As a child of about 5 years of age, I remember sitting with my parents and my sister on folding wooden chairs in this big – at least in my eyes – hall of a Methodist church. In point of fact, this is my first remembrance of church at all in my pre-school years. Being preoccupied with something – my nose, my shoelaces, a fly on the dress of the woman in front of me – I was suddenly aware that my dad was not sitting with us anymore. I looked around; a little panicked until I saw him up in the front with a lot of other people standing behind the guy who had been talking for some time. Come to find out that this “talking guy” – soon to be identified as a preacher – had put a call out for people to join the choir. This was a new church outside of Memphis, Tennessee, and my parents were excited about being involved with something new, and different … and stabilized. Dad’s work with the telephone company and laying cable from town to town kept us unstable until such time as I was ready to start school. And what could give a family more stability than by joining a neighborhood church? In essence, Dad never came back to sit with the family; he was a choir groupie, and he was good at it. He had the voice for it, and he used it diligently for over 50 years.
This memory came to me one day when I was worshipping at a church here in Sacramento – sitting in a pew, not standing in a pulpit. At a time of introducing visitors, an older couple in the back of the church introduced their six year old grandson. As they wrapped up their brief introduction, the lad’s grandfather said with a note of pride in his voice, “Yep, sitting right where his father sat when he was this age.”
When our children came along, I was already out of the pew and into the pulpit; When Pam and I married, there was already the separation between pew and pulpit; neither my wife nor my kids nor myself have ever really had the experience of sitting in church together. On the rare occasion that it does happen, it really feels right and purpose–filled. As a preacher, I had the opportunity to observe those families who sat together, and prayed, and sang, and listened together. For a time, my wife gave up her spot in the choir, in order to keep a tight tether on our four in their younger years. Now, in my role as a non-parish pastor, I sit in pews and wonder why we have we lost the kids sitting with their parents. Have we become so acquiescent to children’s demands that we shrug our shoulders and say “whatever …!”
There was a woman in my first church in Arkansas who showed me a gold pocket watch which had belonged to her late husband. She showed me the tiny dents in the case, and then told me that those were teeth marks from her children. From the time they were small, she and her husband had them in church, and when they got fussy, she gave them the pocket watch to occupy their attention, to bite on, to look at their reflection on the bright metal, etc; later they were allowed to open the case and move the hands as they practiced their math, all the while seated in church with mom and dad. Later, the watch went back into the vest pocket as they stopped looking down and started looking up and participating in the worship experience. Long after her husband had died, and the children had married and moved away, she still carried that dented pocket watch in her purse; a sacred relic which brought to remembrance being in church worshiping God with her family around her.
One day I will be back in that church here in Sacramento, and I will find that grandfather and thank him for what he said that day and for what he and his wife had done so many years before.

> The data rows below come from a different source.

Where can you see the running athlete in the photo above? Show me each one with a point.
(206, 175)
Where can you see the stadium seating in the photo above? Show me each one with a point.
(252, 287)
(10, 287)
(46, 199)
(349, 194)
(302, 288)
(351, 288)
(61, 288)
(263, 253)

This memory came to me one day when I was worshipping at a church here in Sacramento – sitting in a pew, not standing in a pulpit. At a time of introducing visitors, an older couple in the back of the church introduced their six year old grandson. As they wrapped up their brief introduction, the lad’s grandfather said with a note of pride in his voice, “Yep, sitting right where his father sat when he was this age.”
When our children came along, I was already out of the pew and into the pulpit; When Pam and I married, there was already the separation between pew and pulpit; neither my wife nor my kids nor myself have ever really had the experience of sitting in church together. On the rare occasion that it does happen, it really feels right and purpose–filled. As a preacher, I had the opportunity to observe those families who sat together, and prayed, and sang, and listened together. For a time, my wife gave up her spot in the choir, in order to keep a tight tether on our four in their younger years. Now, in my role as a non-parish pastor, I sit in pews and wonder why we have we lost the kids sitting with their parents. Have we become so acquiescent to children’s demands that we shrug our shoulders and say “whatever …!”
There was a woman in my first church in Arkansas who showed me a gold pocket watch which had belonged to her late husband. She showed me the tiny dents in the case, and then told me that those were teeth marks from her children. From the time they were small, she and her husband had them in church, and when they got fussy, she gave them the pocket watch to occupy their attention, to bite on, to look at their reflection on the bright metal, etc; later they were allowed to open the case and move the hands as they practiced their math, all the while seated in church with mom and dad. Later, the watch went back into the vest pocket as they stopped looking down and started looking up and participating in the worship experience. Long after her husband had died, and the children had married and moved away, she still carried that dented pocket watch in her purse; a sacred relic which brought to remembrance being in church worshiping God with her family around her.
One day I will be back in that church here in Sacramento, and I will find that grandfather and thank him for what he said that day and for what he and his wife had done so many years before.